Acceptance of Goods and Services by Buyer.  Buyer shall be deemed to have accepted the goods and services on the date that the goods and services have been received by Buyer and have performed in accordance with all specifications and warranties (the “date of acceptance”). The risk of loss or damage shall remain with Seller until the date of acceptance. Buyer shall have the right to inspect and test the goods and services and reject any nonconforming goods and services. In addition to any other remedies under law, Buyer shall have the right to reject and refuse acceptance, require prompt correction or cure, or accept any nonconforming goods or services with an equitable adjustment in price. Buyer may return nonconforming goods to Seller at Seller’s risk and expense, including transportation and handling costs. The right to test and inspect, whether exercised or not, shall not affect Buyer’s right to revoke acceptance or pursue other remedies if nonconformities are later discovered, even if such nonconformity could have been discovered upon inspection.

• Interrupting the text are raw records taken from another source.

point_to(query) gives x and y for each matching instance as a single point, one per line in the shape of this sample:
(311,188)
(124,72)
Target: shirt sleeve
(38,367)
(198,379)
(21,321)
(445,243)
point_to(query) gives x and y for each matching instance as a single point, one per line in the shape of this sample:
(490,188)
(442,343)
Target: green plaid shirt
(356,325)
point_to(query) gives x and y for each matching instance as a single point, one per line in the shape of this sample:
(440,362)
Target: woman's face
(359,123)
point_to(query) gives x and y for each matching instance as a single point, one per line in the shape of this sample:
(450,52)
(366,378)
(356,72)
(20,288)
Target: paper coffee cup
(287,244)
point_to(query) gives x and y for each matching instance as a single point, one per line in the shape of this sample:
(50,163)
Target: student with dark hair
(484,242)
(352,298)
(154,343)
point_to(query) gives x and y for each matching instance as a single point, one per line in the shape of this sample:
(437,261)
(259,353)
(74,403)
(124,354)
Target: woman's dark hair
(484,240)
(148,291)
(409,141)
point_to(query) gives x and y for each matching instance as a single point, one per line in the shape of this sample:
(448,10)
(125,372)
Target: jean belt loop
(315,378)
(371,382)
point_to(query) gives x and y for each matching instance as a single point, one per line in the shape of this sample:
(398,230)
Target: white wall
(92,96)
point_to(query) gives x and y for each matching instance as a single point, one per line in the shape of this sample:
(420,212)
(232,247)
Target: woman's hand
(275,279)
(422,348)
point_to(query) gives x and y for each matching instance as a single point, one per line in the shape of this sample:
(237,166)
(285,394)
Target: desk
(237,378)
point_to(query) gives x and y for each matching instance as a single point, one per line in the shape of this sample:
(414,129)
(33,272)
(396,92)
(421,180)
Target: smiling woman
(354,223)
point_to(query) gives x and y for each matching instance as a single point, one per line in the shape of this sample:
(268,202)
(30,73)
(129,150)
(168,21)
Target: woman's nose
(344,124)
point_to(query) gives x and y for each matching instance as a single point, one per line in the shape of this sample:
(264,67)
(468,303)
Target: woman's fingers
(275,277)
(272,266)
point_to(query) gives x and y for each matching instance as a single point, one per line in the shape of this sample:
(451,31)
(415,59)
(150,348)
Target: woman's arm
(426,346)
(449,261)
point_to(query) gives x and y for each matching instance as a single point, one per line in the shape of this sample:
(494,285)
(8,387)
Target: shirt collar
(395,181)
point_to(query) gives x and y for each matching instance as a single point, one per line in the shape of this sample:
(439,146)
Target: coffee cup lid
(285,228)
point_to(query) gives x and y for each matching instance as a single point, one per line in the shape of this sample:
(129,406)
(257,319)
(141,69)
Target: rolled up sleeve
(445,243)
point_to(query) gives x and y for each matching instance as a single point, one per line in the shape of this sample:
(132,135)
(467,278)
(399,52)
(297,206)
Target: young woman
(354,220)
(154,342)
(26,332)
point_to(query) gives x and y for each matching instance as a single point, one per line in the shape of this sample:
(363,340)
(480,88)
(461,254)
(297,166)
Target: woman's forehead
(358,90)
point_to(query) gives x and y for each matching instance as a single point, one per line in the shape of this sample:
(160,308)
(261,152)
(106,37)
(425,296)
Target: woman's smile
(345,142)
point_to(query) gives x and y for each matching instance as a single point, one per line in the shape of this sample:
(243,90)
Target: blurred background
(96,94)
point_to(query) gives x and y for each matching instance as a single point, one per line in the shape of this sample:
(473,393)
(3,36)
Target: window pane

Payment for goods or services shall not constitute acceptance.  Acceptance shall not relieve Seller from its responsibility under any warranty.

 

Warranties.  In addition to all other express and implied warranties, Seller expressly warrants that all goods and services shall: (a) be free from all liens, charges, encumbrances, or claims of any person; (b) be of merchantable quality, of good material and workmanship, and free from defects in design, materials and workmanship for a period that begins on the date of delivery and expires on the later of (i) the first anniversary of the date of acceptance or (ii) the expiration of Seller’s warranty period; (c) be fit for the purposes for which goods of that type are ordinarily used as well as for any purposes Seller has made known to the public or to Buyer or that Buyer has made known to Seller; (d) conform strictly and in every respect to the specifications and descriptions of this purchase order and any sample, quote, description, specification, drawing, writing or proposal provided to Buyer by Seller; (e) be produced and performed in compliance with and conform in all respects to all applicable laws, regulations, standards, rules and orders of all applicable federal, state, and local governmental authorities, whether domestic or foreign, including without limitation those governing safety, health, labor, hazardous substances and sanitation: and (f) not infringe any patent, copyright, trademark or proprietary rights of any third party.  Seller hereby assigns to Buyer the benefits of all warranties given by any person or entity from whom Seller purchased any goods or services. Without limiting any other rights or remedies available to Buyer under this Agreement or otherwise, if the goods or services are defective in any way or fail to conform in all respects to any warranty, Seller shall, at its own expense, within a reasonable time after notice, repair, replace or correct any defective or nonconforming goods or services, provided, however, that Seller is notified of the defect or nonconformity within a period of one year after the date Buyer discovers the defect. Whether or not Seller repairs, replaces or corrects any defects within a reasonable time, Seller shall reimburse Buyer for reasonable expenses incurred in connection with such failure and in enforcing its warranty rights (including without limitation its reasonable attorney fees at trial and on appeal), in addition to any other remedies Buyer may have.

 

Intellectual Property.  The parties expressly acknowledge and agree that at no time shall either party acquire or retain, or appropriate for its own use, any right, title or interest in or to any of the other party’s intellectual property. Neither party shall take any action that might impair in any way any right, title or interest of the other party in or to any of the parties’ respective intellectual property.